I argue that the amount of physics left to be discovered is finite, and therefore the likelihood that a galaxy/universe killer can be built in the future does not approach arbitrarily close to 1 as time goes to infinity.
Speaking of new physics, there was the discovery that stars are other suns rather than tiny holes in celestial sphere… and in the future there’s the possibility of discovering practically attainable interstellar travel. Discoveries in physics can have different effects.
And if we’re to talk of limitless new and amazing physics, there may be superbombs, and there may be infinite subjective time within finite volume of spacetime, or something of that sort.
You may be right. It takes a long time to become a multi-galaxy super-civilization. IIRC our galaxy is 100,000 light-years across, and the nearest galaxy is about 2 million light-years away. We might make it in time. It depends a lot on how far time-compression goes, and on how correlated apocalypses are.
Wrong. Google ‘black hole explosions’.
That’s my hope as well.
None of the results indicate a possibility that the “energy in the black hole at the center of our galaxy” can be liberated in a giant explosion.
The first result is a 1974 paper by Stephen Hawkings predicting that black holes emit black-body radiation at a temperature inverse in its mass. For large black holes this temperate is close to absolute zero, making them more useful as entropy dumps than energy sources.
On the other hand, if you could simultaneously convert a lot of ordinary matter into numerous tiny black holes, they would all instantly evaporate and have the effect of a single great explosion, so that’s one risk to be worried about.

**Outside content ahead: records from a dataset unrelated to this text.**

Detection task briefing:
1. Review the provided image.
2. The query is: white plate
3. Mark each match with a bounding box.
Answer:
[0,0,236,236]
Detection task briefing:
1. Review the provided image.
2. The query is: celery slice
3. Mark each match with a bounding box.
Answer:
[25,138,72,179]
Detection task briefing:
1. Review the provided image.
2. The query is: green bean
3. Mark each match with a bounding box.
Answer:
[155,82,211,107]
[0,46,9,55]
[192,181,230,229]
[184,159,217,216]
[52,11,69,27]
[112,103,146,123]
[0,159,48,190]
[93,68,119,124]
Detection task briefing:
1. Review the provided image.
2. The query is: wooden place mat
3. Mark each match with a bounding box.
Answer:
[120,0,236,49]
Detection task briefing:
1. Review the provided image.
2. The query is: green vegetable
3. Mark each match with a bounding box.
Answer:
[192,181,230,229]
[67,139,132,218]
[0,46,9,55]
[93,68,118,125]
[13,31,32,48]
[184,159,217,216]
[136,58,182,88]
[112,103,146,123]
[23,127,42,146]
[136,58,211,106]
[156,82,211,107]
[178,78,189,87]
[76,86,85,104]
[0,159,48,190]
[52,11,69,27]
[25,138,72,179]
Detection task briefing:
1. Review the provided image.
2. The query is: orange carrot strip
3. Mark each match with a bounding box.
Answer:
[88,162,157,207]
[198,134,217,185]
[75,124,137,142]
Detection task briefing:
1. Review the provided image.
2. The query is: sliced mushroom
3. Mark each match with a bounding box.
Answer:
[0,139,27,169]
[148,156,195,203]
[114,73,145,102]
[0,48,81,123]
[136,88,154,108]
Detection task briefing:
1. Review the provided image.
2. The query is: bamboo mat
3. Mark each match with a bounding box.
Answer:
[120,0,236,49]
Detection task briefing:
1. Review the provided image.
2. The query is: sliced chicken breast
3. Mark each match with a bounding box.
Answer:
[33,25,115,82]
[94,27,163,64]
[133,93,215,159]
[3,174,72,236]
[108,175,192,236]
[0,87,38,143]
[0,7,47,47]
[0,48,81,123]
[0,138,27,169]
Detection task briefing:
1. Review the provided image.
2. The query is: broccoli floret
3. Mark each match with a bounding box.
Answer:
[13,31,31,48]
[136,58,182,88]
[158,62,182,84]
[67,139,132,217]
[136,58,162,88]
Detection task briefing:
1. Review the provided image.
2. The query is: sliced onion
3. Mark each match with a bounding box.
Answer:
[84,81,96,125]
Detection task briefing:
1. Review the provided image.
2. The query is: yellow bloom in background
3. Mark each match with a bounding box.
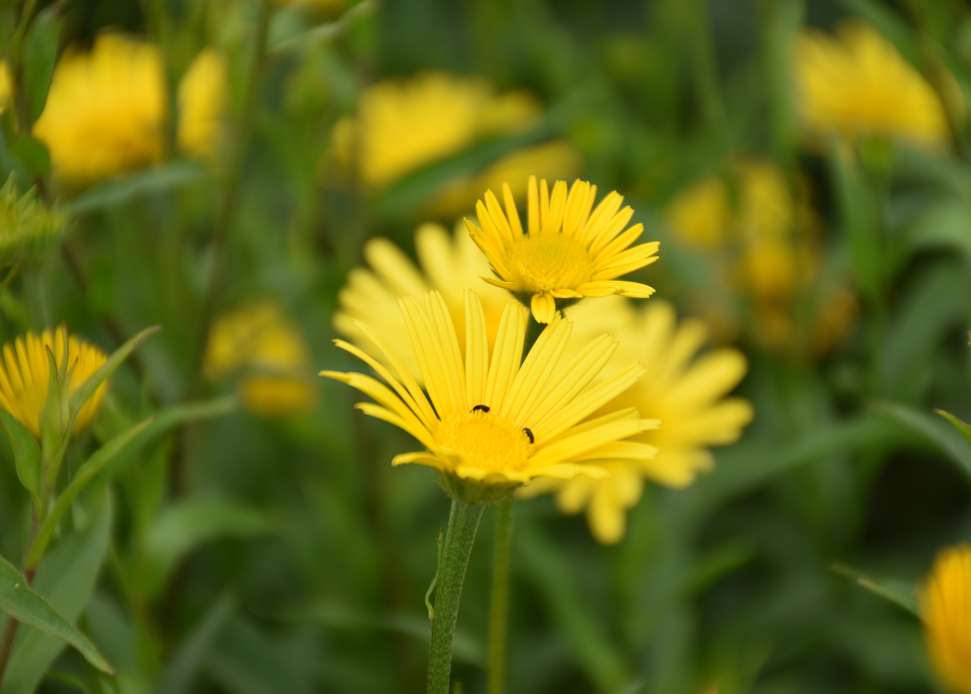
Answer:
[0,60,13,113]
[333,73,579,215]
[665,160,855,353]
[321,291,657,486]
[34,34,225,183]
[524,297,753,543]
[178,49,227,157]
[0,326,108,437]
[204,301,314,417]
[795,22,950,147]
[334,224,509,377]
[921,544,971,694]
[465,177,660,323]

You’re right about that. But they do indicate that the energy in smaller black holes can be liberated in giant explosions. And they indicate that black holes could be used as an energy sources. So when you said, “a black hole is not considered a store of energy that can be liberated,” that was wrong; or at least it was wrong if you meant “a black hole is not considered a store of energy.” And that was what I said was wrong.

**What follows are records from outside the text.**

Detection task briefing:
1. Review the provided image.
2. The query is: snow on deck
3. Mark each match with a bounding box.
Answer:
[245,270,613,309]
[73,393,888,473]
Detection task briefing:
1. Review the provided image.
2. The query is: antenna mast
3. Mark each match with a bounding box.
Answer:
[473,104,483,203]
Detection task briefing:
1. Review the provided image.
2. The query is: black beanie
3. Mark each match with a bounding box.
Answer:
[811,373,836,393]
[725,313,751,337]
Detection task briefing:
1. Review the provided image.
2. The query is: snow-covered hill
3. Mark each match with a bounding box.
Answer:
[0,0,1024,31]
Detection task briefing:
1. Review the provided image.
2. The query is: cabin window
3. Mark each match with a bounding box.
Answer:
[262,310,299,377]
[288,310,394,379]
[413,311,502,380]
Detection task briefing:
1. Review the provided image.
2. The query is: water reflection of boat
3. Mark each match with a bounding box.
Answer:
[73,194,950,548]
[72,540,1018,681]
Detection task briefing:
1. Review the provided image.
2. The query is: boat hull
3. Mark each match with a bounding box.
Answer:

Why are you continuing to talk about this one particular hypothetical risk?
I asked for a list of possible risks, and nobody has given any other answer...
Still, the question of whether one particular risk is real has almost no bearing on the total existential risk.
That’s only true if there are lots of different existential risks besides this particular one. The fact that no one has answered my question with a list of such risks seems to argue against that. I also argued earlier that the amount of physics left to be discovered is finite, so the number of such risks is finite.
More generally, I guess it boils down to cognitive strategies. I like to start from specific examples, build intuitions, find similarities, then proceed to generalize. I program like this too. If I have to write two procedures that I know will end up sharing a lot of code, I will write one complete procedure first, then factor out the common code as I write the second one, instead of writing the common function first. I suppose this seems like a waste of time to someone used to working directly on the general/abstract issue.
Well, you know my specific example of a risk. Even if you know all about physics, that is the rules of the game, you can still lose to an opponent that can figure out a winning strategy.
Examples are good when you can confidently say something about them, and their very existence was in question. But there are so many ways to sidestep mere physical threat that it doesn’t seem a good choice. An explosion is just something that happens to the local region, in a lawful physical way. You could cook some dynamic redundancy to preserve computation in case of an explosion.